Sunday, February 03, 2008

The End of an Era

When I originally wrote this the title of this entry it had a question mark at the end. I think that represented a vague hope of some future in this enterprise. Reality would inform me that the question mark was delivering a falsehood. This weekend has been a very sad one for me as I see it as the all-but-certain end of an era.

Keen readers of this blog will know that I have been part of the Raw Deal CCG scene for many years and even after I stopped being actively involved in the management of the game I was still part of the community and I was still the owner of the community website. In the autumn Comic Images announced that the game would ending and after some weeks we decided that we would have one final event - One Last Match. That event happened this weekend in Newcastle. It was a great event. About thirty people arrived and played in a sealed deck tournament. I did rather well for a change. We ate some food, drank some beer, dished out some silly awards and then drank some more. And the next day some of them left and some of them played another CCG that might be a worthy successor to Raw Deal. I went down to that game and I said goodbye to everyone, but when I left I realised this really was goodbye.

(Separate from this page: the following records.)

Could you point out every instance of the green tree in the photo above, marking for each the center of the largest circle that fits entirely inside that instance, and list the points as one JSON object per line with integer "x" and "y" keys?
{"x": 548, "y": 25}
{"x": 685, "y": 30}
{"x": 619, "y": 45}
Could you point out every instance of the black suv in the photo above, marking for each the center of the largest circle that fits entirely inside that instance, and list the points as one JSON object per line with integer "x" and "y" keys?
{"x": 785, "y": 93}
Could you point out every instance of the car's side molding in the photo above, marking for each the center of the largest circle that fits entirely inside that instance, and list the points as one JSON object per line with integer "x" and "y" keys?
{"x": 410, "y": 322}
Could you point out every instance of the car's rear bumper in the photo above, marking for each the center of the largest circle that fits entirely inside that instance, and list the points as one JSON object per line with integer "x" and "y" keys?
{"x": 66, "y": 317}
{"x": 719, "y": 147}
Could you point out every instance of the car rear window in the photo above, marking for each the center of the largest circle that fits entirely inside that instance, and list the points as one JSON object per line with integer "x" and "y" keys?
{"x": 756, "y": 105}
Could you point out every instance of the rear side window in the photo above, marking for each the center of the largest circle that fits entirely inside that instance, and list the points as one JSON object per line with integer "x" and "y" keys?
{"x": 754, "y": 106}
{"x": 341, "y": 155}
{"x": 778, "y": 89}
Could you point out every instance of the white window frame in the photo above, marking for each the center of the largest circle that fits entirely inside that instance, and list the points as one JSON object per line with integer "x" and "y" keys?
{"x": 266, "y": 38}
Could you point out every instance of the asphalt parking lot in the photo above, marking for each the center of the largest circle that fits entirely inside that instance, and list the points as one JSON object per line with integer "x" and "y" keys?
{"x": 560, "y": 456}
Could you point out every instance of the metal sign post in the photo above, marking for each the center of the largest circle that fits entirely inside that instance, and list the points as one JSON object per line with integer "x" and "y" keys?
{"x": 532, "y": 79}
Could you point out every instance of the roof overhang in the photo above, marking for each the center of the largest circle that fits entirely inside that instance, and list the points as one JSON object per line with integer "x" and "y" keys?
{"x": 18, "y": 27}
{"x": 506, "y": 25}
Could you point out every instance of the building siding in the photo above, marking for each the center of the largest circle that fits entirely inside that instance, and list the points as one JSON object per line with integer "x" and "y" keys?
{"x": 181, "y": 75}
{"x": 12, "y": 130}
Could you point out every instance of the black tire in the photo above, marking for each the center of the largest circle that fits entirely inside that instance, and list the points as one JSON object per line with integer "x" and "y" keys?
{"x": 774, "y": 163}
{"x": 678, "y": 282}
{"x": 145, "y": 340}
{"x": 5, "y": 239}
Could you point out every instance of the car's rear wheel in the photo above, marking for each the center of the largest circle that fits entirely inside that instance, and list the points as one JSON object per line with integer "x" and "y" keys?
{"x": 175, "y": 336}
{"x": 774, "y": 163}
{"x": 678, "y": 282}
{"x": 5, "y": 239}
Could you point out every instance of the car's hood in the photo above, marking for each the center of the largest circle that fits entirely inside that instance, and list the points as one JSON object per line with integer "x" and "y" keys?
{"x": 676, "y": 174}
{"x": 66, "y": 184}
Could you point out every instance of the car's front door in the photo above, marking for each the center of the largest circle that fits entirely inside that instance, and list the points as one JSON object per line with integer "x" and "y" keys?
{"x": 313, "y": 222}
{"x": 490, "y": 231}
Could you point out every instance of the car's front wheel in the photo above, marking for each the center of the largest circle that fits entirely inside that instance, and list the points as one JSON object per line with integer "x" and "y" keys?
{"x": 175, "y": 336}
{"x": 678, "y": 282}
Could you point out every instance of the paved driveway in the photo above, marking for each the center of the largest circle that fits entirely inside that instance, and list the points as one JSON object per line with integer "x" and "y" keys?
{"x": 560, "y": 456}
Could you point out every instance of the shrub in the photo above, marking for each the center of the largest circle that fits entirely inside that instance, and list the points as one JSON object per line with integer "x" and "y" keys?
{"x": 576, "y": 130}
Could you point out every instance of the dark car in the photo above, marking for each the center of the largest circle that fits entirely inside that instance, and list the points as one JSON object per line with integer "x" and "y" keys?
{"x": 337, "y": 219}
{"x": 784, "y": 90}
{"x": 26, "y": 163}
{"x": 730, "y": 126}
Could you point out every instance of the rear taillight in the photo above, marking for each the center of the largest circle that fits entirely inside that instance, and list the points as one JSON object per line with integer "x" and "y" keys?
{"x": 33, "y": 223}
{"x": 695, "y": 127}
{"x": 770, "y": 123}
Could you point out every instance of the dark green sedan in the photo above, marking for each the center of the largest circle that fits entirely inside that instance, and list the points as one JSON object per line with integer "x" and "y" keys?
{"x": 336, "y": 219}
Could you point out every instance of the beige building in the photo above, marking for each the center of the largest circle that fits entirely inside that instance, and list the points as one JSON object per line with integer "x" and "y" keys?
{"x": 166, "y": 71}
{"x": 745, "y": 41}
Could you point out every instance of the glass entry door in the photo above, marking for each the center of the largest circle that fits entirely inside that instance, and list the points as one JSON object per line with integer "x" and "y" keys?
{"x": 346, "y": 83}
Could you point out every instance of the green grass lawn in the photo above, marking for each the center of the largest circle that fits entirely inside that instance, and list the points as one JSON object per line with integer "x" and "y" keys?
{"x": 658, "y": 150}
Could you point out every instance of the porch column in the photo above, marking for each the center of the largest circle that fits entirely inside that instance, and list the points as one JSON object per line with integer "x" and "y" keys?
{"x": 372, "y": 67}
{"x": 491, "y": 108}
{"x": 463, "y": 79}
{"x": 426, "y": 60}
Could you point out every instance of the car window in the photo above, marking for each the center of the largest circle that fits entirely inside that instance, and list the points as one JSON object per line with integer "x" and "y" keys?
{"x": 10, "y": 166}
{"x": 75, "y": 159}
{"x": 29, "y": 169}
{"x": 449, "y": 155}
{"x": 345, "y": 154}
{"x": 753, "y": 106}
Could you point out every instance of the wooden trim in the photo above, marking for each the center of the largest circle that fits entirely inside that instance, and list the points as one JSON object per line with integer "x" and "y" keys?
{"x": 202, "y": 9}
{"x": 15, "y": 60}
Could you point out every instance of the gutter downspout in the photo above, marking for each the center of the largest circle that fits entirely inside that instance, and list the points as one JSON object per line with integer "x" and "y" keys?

When I think about a number of these people, today will probably be the last time I ever see them. A slack handful of us may bump into each other at conventions for other things, or look each other up if we are in town on business. Thanks to the wonders of Facebook we might never really lose touch but this is the last time we will see each other as a group. These are people I have known for years now and I have met up with them on a regular basis during that time. I've seen young lads grow into accomplished men. I've seen people pair up as couples, others get engaged and married. We've had children, we've travelled around the world and we've done great things together. But most of all we have grown up.

There's no room in my life anymore for collectible card games. I no longer have the time, the money or the independence to be able to pursue them on any sort of level. I've definitely had my fill of being a leader of a community and organising things on a massive scale. I don't want to carve a niche for myself by working as a volunteer for another company - hey, I'm making one of my own! My lifestyle has changed and I have different priorities now.

But it still doesn't make it any easier to know that barring a scant handful of lucky coincidences, thats it for all those people. God that sucks hard. No, not an easy weekend at all.